The U.S. Senate on Thursday passed on an opportunity to vote on an amendment that would call for establishment of a long-range missile interceptor site on the eastern seaboard, Defense News reported.
The lack of an approving Senate vote means it will be left to delegates from both Capitol Hill chambers to hash out in conference committee whether to include funding approval in the 2013 National Defense Authorization Act for the creation of a third interceptor site in the homeland Ground-based Midcourse Defense system.
The House in May approved its version of NDAA legislation that sets aside $100 million for a Defense Department assessment of potential East Coast site locations. Republican proponents argue the third site is needed to provide coast-to-coast protection from ICBMs that could be fired by North Korea or Iran. The House legislation mandates the site be up and running before 2015 is over.

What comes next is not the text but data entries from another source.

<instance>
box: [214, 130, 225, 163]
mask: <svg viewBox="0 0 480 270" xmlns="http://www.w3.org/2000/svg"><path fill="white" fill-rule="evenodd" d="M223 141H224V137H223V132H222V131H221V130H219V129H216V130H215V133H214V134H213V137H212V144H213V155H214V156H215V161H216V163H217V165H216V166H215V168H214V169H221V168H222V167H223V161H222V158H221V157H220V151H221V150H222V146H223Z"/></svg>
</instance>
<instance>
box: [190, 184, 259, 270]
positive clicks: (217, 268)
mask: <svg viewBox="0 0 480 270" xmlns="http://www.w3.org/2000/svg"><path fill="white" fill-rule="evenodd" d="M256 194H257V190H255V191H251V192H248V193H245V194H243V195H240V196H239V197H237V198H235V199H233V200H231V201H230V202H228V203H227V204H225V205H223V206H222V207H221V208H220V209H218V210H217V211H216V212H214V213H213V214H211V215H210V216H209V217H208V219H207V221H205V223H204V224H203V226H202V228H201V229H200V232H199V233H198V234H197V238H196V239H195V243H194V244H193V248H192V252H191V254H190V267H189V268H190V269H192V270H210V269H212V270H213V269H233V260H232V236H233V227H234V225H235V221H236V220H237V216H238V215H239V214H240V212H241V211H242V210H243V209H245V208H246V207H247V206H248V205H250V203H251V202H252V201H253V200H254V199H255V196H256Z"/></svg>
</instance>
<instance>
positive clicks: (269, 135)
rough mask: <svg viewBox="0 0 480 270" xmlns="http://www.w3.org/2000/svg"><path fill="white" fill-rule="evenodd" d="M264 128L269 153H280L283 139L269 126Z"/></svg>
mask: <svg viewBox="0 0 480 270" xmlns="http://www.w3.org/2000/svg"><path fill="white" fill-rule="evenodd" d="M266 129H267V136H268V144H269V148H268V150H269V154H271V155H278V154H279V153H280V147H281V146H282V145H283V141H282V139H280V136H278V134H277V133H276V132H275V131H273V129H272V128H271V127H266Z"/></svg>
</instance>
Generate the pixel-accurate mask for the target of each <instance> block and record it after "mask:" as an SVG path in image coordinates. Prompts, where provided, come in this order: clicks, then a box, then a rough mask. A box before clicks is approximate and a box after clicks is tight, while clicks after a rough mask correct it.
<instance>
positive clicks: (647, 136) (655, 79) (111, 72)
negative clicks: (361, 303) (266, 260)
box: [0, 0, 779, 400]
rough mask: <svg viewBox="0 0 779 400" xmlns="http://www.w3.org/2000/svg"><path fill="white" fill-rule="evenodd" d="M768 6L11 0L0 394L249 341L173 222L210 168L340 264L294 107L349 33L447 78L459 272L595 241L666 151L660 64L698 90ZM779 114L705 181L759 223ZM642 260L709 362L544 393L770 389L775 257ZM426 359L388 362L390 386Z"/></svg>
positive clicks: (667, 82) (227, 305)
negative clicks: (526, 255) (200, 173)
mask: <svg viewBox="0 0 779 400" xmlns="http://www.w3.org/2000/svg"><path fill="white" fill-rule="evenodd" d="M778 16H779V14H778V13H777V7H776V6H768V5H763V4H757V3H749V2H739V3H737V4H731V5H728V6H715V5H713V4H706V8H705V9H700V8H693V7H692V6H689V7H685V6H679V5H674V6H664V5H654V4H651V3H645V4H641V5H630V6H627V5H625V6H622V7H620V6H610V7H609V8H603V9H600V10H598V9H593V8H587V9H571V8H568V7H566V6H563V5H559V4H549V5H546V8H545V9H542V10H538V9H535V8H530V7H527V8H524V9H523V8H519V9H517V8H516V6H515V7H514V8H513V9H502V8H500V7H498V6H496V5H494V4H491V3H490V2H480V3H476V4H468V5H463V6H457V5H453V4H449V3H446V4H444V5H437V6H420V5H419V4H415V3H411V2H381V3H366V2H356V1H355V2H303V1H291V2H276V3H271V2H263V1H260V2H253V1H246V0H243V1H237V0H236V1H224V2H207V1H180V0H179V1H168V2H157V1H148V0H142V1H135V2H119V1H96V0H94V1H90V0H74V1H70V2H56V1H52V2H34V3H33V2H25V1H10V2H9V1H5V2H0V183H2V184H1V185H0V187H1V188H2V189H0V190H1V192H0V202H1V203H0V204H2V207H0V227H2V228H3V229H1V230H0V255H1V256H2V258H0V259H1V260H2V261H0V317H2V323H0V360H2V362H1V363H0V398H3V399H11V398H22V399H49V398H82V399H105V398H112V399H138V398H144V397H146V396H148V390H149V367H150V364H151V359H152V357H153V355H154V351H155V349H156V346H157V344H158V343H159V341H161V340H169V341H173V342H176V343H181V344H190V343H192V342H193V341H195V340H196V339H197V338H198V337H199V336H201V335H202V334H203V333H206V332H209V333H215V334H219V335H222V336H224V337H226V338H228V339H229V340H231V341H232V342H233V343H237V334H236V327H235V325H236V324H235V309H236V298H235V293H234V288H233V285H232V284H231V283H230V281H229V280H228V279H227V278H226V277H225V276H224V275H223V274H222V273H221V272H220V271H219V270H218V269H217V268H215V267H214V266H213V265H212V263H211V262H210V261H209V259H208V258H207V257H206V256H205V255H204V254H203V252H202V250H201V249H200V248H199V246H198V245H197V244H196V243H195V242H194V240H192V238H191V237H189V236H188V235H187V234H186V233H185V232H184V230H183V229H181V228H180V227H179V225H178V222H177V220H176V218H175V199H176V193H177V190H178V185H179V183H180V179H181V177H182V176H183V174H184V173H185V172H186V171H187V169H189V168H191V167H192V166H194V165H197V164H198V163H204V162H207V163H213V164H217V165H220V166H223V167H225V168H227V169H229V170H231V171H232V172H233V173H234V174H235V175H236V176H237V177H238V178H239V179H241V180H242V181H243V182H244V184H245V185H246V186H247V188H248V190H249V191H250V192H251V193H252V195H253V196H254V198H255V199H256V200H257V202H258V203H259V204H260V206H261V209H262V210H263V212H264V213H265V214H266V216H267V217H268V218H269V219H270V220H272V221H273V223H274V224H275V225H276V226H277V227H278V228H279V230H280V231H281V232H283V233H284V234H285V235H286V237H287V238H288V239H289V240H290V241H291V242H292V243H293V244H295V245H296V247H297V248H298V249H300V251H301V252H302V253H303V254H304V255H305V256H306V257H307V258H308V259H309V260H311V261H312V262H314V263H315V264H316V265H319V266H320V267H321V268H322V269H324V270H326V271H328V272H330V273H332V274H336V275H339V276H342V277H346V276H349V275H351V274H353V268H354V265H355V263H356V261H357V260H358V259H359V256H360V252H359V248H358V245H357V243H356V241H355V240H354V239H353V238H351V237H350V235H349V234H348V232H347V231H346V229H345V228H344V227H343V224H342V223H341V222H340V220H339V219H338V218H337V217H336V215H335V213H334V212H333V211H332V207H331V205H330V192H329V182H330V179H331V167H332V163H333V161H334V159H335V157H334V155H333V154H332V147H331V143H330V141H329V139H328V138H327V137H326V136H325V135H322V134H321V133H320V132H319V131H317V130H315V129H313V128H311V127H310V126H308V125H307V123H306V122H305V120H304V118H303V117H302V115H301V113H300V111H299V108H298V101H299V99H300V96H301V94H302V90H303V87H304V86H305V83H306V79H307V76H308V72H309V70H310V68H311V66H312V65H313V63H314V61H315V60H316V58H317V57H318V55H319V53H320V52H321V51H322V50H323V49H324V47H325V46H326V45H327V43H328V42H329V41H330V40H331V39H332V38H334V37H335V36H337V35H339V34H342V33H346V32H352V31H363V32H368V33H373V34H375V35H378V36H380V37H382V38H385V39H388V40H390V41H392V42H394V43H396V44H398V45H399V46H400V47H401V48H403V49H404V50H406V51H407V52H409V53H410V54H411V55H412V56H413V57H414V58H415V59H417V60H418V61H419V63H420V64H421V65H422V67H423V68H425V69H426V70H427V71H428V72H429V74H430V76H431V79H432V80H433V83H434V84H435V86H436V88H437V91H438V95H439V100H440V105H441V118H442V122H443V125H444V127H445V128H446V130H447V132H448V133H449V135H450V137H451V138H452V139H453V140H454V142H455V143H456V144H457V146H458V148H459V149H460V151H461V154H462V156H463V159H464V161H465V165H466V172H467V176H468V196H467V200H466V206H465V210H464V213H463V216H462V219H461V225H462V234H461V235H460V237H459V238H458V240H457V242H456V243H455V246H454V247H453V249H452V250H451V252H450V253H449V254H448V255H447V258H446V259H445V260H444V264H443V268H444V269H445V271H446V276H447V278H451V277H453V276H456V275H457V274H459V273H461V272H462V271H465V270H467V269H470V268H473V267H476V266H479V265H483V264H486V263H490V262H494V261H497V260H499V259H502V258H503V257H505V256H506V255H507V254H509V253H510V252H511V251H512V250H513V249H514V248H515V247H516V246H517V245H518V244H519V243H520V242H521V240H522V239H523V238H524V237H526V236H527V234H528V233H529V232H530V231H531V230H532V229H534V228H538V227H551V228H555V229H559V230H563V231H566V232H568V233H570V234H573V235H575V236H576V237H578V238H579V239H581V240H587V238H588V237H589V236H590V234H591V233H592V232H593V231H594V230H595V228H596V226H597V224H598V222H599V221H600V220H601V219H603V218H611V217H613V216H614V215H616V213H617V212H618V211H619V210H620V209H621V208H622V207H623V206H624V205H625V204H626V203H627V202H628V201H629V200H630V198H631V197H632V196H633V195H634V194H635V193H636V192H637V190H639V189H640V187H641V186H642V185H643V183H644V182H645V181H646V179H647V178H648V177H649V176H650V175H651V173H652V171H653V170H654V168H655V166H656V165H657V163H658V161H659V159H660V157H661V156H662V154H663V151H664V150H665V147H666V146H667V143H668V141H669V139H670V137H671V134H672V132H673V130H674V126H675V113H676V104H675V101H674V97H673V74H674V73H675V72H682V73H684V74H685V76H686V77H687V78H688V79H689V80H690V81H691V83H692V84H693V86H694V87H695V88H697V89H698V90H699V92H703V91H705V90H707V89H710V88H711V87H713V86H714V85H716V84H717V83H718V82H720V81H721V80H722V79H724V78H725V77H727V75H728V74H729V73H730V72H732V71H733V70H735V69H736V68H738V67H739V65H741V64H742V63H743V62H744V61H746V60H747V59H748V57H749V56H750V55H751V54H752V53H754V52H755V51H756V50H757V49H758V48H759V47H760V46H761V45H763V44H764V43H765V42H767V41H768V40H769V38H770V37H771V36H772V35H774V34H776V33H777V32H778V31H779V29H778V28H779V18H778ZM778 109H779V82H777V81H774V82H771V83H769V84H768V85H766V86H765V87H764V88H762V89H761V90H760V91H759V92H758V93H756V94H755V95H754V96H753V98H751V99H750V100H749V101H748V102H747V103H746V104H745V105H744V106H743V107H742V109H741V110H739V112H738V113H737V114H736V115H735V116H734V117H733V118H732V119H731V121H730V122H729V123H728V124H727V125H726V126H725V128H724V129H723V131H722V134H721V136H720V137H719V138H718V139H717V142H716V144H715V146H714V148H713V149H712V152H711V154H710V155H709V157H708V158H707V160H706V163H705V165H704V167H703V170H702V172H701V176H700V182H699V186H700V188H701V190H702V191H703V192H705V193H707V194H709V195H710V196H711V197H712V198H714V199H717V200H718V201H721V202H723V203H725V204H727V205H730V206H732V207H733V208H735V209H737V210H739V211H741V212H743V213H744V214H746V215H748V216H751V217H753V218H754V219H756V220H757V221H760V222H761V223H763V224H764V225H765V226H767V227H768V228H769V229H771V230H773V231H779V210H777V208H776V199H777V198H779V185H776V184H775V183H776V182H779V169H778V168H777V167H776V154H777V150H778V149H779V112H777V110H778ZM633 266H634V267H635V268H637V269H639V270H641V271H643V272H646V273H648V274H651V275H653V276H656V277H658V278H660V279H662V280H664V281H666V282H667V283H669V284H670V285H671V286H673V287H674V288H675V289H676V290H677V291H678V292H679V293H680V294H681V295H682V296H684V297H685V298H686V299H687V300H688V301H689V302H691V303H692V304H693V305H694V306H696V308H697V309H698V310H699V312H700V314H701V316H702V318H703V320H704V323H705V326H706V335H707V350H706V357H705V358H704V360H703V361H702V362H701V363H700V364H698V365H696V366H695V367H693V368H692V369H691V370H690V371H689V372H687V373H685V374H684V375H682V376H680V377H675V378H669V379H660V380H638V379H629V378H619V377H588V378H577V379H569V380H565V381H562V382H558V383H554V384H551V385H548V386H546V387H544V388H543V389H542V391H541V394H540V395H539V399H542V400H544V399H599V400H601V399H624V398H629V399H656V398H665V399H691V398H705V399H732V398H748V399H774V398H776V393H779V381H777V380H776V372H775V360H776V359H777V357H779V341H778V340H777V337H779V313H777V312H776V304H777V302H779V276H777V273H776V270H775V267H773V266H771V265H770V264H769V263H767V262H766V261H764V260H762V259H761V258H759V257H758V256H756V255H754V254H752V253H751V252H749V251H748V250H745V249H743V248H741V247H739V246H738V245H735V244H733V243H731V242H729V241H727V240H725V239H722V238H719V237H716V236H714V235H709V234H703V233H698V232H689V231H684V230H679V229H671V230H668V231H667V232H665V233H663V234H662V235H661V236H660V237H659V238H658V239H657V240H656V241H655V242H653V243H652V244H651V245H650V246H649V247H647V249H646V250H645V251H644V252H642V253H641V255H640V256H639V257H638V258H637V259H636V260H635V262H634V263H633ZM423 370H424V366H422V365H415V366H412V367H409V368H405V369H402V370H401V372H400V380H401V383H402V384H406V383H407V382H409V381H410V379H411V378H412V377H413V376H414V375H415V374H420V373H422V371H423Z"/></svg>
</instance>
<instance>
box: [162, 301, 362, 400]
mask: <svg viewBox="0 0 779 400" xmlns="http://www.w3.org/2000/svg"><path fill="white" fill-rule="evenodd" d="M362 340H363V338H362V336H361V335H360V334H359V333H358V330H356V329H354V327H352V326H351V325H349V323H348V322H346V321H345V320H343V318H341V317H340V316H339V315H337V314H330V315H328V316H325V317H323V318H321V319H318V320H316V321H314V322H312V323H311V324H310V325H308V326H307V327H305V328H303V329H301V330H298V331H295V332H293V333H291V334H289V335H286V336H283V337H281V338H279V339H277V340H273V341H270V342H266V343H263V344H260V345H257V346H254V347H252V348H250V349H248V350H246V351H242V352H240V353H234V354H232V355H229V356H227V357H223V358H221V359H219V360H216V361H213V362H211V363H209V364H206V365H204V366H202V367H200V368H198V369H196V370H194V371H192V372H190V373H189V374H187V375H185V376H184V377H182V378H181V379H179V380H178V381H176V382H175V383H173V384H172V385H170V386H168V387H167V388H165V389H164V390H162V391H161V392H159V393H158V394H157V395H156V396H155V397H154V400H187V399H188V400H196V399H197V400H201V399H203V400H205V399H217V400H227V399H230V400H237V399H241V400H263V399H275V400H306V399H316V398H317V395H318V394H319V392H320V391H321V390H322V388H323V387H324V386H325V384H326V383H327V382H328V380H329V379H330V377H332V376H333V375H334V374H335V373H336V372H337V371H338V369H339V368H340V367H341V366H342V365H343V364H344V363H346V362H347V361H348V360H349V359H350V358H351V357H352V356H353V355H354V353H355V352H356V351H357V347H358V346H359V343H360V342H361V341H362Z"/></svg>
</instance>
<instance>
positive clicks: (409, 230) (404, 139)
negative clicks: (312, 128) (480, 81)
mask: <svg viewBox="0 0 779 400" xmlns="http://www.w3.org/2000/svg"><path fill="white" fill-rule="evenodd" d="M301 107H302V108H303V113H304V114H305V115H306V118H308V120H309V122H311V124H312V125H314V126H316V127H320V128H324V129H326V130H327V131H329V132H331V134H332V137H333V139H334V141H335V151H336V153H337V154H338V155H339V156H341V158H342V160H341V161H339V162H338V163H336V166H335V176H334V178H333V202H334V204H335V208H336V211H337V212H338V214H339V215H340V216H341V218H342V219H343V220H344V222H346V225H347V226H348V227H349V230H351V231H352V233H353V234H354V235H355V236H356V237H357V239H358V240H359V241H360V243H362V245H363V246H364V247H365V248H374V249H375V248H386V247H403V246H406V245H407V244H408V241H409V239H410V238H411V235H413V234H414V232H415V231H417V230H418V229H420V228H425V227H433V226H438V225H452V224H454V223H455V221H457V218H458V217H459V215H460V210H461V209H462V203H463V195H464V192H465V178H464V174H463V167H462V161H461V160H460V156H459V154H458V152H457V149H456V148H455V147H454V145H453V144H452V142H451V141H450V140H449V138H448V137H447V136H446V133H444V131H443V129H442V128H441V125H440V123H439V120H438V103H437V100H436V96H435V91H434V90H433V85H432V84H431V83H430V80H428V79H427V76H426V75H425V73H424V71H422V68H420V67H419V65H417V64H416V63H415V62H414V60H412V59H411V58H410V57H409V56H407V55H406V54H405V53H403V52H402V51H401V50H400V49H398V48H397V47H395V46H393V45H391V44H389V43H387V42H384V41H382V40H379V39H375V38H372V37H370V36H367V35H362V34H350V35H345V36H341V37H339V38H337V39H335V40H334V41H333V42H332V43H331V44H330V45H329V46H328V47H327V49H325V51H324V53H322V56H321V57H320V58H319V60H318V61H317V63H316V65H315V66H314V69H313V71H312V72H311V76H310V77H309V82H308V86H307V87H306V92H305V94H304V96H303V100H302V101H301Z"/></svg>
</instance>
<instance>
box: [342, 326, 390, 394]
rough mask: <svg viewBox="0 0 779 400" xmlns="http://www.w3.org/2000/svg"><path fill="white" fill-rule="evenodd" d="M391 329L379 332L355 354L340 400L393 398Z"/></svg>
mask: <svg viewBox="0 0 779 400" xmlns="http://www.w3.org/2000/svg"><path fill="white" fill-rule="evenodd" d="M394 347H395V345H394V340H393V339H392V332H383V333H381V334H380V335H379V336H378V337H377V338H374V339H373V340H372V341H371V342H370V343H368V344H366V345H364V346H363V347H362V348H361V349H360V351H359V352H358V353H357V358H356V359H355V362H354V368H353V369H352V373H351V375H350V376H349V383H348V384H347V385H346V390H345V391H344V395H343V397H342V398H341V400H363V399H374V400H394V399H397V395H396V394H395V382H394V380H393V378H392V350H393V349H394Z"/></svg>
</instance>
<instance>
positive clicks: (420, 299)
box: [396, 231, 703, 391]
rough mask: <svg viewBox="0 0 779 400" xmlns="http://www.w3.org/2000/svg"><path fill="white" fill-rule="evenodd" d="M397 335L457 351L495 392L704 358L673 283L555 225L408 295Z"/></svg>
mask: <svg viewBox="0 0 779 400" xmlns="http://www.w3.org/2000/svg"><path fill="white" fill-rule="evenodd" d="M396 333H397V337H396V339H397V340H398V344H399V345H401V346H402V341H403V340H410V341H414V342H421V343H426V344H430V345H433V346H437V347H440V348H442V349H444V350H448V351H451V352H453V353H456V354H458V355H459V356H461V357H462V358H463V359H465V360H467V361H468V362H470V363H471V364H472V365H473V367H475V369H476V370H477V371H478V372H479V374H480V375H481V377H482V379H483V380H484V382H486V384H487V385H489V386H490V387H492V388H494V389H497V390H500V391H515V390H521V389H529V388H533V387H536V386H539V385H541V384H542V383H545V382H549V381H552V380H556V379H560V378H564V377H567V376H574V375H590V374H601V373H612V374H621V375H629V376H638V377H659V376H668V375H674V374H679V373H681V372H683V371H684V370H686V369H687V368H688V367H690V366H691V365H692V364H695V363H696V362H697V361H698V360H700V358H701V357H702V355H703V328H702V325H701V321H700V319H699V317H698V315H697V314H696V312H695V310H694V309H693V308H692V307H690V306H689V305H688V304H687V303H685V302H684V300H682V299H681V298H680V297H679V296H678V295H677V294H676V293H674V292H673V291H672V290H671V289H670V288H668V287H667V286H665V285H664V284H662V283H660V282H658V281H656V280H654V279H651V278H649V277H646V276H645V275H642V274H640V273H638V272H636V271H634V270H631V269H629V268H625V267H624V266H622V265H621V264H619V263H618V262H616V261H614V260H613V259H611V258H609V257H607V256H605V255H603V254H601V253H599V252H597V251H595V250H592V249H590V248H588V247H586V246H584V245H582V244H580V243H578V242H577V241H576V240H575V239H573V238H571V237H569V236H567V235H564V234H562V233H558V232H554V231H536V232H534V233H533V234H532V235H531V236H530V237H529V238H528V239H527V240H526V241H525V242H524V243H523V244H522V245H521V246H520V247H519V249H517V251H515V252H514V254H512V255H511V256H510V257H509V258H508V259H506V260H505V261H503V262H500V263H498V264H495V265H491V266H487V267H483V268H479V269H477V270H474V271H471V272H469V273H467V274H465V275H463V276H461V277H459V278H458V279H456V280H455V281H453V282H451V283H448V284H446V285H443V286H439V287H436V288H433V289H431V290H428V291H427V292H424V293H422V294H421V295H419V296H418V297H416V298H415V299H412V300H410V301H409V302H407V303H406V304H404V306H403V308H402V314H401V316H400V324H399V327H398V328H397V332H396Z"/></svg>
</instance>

At present, the GMD system has long-range interceptors based in California and Alaska that are chiefly seen as aimed at countering a North Korean ICBM strike.
Senator Kelly Ayotte (R-N.H.) had wanted a vote to be held on a Senate defense bill amendment supporting the third antimissile site. She was, however, unsuccessful in securing agreement on the specific wording of the measure.
Top Defense Department officials have characterized the third GMD site as an unnecessary expense.Outside analysts have also pointed out Iran is years away from having the ICBM capability the East Coast site would presumably be focused on countering.